Cathy visualizó el bonito pueblo, a los niños, una vida cómoda, pero no se sintió tentada lo más mínimo.

—Va muy en serio, Reg. Aunque me conmueve de verdad que quieras casarte conmigo. —Lo quería, pero no lo suficiente—. Sabes por qué no puedo.

—¿Es por Jack? —Cathy asintió, y él continuó diciendo—: No puedes pasarte el resto de tu vida languideciendo por él, Cath.

—No languidezco por él —repuso Cathy monótonamente—. Está muerto y lo he asumido. Es sólo que no quiero casarme con nadie si no puedo casarme con él.

—Pero ¿te lo pensarás?

Cathy le prometió que lo haría, a sabiendas de que su respuesta siempre sería la misma.

—¿Queda limonada? —Moira Curran no preguntaba a nadie en particular cuando entró en la casa de Agate Street, seguida de cerca por su amiga Nellie Tyler.

—No sé, mamá —contestó Jacky, su hija mediana.

—¿Quieres que vayamos a comprar? —se ofreció Biddy.
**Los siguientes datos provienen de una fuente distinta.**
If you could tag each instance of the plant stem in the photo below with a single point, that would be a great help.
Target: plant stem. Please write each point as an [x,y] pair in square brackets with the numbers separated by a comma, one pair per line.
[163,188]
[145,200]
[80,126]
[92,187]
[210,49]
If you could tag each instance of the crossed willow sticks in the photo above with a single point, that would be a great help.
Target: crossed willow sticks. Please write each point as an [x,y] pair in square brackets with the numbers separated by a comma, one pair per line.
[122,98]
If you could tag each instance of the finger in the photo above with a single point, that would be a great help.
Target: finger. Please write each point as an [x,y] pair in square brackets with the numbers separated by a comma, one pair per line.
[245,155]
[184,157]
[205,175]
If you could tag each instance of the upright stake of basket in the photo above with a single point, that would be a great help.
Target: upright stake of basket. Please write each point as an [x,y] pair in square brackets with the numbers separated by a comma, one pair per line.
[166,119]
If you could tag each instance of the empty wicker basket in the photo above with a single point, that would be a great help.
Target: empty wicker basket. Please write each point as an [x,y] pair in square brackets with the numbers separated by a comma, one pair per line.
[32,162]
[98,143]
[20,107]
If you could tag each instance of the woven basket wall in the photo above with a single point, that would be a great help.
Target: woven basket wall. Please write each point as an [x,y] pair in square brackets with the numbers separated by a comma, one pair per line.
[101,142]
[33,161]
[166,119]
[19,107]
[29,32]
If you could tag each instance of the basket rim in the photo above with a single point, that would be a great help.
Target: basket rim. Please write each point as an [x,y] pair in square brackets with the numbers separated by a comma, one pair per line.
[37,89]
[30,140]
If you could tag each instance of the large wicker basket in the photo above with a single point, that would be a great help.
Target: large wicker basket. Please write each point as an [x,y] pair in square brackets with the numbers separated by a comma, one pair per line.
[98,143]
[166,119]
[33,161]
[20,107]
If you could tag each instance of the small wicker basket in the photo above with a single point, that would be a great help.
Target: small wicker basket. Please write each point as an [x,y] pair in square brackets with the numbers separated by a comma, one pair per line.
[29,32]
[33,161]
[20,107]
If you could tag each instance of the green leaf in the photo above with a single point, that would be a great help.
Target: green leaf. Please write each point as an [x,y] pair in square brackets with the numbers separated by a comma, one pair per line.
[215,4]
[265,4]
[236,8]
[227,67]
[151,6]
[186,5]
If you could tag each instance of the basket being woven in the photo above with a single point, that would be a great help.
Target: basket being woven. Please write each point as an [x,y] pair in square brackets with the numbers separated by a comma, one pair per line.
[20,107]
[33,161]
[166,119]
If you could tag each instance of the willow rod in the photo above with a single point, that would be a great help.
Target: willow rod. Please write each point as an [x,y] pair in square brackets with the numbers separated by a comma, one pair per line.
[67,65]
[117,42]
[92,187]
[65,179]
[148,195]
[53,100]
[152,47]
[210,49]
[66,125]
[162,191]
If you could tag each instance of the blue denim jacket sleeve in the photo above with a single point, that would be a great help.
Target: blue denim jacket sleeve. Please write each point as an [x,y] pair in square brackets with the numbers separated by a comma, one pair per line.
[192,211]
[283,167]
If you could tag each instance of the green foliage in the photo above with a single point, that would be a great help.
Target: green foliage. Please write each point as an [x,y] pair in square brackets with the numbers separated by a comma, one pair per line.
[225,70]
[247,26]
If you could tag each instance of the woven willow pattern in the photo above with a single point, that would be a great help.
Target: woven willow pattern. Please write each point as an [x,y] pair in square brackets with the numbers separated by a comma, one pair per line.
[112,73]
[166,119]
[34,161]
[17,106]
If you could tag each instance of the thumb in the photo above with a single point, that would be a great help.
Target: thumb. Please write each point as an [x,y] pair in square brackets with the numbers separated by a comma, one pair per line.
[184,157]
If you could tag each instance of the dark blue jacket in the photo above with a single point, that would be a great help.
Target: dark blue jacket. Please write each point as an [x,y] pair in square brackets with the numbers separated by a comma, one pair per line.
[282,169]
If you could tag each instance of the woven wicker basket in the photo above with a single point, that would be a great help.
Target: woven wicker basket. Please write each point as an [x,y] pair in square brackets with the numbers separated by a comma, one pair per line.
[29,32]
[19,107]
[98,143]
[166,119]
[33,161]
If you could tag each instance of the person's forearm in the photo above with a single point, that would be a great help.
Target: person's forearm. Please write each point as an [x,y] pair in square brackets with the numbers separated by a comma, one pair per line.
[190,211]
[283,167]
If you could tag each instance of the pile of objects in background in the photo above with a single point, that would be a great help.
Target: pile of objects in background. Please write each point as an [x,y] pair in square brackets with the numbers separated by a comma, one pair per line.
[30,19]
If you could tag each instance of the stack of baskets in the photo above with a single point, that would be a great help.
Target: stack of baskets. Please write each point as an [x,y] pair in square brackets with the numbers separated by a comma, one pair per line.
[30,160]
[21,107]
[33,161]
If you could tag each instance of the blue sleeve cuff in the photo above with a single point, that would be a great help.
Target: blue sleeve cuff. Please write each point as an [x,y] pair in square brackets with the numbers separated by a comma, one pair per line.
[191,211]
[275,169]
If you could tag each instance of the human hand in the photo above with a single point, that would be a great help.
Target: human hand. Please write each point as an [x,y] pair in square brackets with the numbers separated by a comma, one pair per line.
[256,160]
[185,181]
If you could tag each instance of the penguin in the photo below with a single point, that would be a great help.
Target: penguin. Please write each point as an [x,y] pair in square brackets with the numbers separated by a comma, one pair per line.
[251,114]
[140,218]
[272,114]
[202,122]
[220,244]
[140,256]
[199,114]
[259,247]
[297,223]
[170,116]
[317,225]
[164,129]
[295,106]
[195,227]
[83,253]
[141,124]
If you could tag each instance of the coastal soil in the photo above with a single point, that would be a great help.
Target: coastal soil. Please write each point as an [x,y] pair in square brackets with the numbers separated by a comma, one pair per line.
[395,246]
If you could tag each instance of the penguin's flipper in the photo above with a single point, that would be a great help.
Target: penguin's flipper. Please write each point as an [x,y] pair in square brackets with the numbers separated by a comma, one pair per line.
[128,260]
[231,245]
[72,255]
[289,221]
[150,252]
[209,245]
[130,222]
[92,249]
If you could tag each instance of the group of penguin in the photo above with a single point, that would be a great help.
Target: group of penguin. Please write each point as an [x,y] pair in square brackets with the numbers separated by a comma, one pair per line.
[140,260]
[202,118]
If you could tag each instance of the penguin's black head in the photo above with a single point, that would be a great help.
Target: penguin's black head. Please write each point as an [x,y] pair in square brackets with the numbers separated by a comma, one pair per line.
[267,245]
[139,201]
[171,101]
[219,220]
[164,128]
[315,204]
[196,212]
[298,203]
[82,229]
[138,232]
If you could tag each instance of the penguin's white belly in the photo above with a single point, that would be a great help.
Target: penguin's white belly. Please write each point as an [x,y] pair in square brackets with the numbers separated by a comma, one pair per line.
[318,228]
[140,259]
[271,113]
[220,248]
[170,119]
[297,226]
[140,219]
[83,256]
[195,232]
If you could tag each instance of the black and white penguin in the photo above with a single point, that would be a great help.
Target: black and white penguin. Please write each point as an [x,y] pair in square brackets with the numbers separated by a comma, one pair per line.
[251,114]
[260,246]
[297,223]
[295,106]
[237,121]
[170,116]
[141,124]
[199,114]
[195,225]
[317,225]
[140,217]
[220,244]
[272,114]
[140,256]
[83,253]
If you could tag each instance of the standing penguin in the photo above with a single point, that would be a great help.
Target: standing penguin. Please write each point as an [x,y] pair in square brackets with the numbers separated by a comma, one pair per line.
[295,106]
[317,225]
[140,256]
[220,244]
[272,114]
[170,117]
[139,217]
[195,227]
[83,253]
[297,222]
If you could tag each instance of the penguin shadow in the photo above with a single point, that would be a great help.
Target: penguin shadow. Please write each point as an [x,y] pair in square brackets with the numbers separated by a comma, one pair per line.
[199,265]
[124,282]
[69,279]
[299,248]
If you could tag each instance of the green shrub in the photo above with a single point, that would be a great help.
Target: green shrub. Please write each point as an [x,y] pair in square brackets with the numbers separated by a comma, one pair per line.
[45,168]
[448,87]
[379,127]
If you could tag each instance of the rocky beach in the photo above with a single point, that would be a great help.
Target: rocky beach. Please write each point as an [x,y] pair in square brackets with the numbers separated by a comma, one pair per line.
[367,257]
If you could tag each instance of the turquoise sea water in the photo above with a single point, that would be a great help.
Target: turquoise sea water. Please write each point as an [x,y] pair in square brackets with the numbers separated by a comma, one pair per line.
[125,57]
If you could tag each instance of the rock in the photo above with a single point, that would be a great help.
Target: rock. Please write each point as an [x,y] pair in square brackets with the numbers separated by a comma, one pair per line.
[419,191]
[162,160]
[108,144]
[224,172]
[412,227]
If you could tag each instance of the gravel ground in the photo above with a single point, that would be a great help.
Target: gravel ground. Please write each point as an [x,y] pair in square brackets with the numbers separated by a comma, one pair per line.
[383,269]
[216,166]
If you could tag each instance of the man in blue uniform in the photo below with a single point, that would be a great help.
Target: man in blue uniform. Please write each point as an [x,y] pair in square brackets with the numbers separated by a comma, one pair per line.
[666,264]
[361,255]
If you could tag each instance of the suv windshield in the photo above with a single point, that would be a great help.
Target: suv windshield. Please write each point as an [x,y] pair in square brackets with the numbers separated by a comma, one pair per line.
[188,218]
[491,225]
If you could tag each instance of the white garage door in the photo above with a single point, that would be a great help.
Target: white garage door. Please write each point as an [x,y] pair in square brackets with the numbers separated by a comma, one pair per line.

—No hace falta, cielo. Si la nuestra se ha acabado, alguien tendrá más.

—Se ha acabado, Moira —gritó Nellie desde la cocina.

—¿Os apetecería tomar un jerez a ti y a Nellie, mamá? —preguntó Amy.

—No diré que no, cielo. ¿Y tú, Nellie?

Nellie sonrió, un tanto piripi.

—Tampoco diré que no.

En la calle se estaba celebrando el final de la guerra y aquel día, 8 de mayo, era día de fiesta. Sin un trabajo al que acudir, las hermanas se habían reunido alrededor de la mesa en casa de su madre para charlar. Había pasado mucho tiempo desde la última vez que las tres estuvieron juntas durante un rato largo. Jacky pasaba casi todos los fines de semana con la familia de Peter en Pond Wood, y el novio de Biddy, Derek O'Rourke, aprendiz de bombero, vivía junto al mar en Birkenhead. Se iban a casar a finales de junio.

—Me gustaría tener un niño lo antes posible —dijo Jacky después de que su madre y Nellie Tyler hubieran salido de la casa un poco más borrachas de como habían entrado—. Vamos a tratar de ir a por uno en cuanto desmovilicen a Peter. —Desde que Peter se había incorporado a la Marina, habían conseguido verse cada pocos meses.

—Yo también querría. —Por mucho que lo intentara, Amy no se imaginaba a Barney de vuelta en casa. Podía decirlo, las palabras le salían fácilmente de la boca, pero que Barney estuviera de verdad allí era otra cosa completamente distinta.

Entre ellas reinaba un aire de silenciosa satisfacción. Mulholland ya no fabricaba vehículos para el Ejército, y a Amy le habían permitido marcharse. Quería estar en casa todo el tiempo cuando Barney volviera al fin. Como había señalado Jacky, la guerra había terminado: los bombardeos habían cesado; no se hundirían más barcos ni se derribarían más aviones; no morirían más mujeres ni hombres.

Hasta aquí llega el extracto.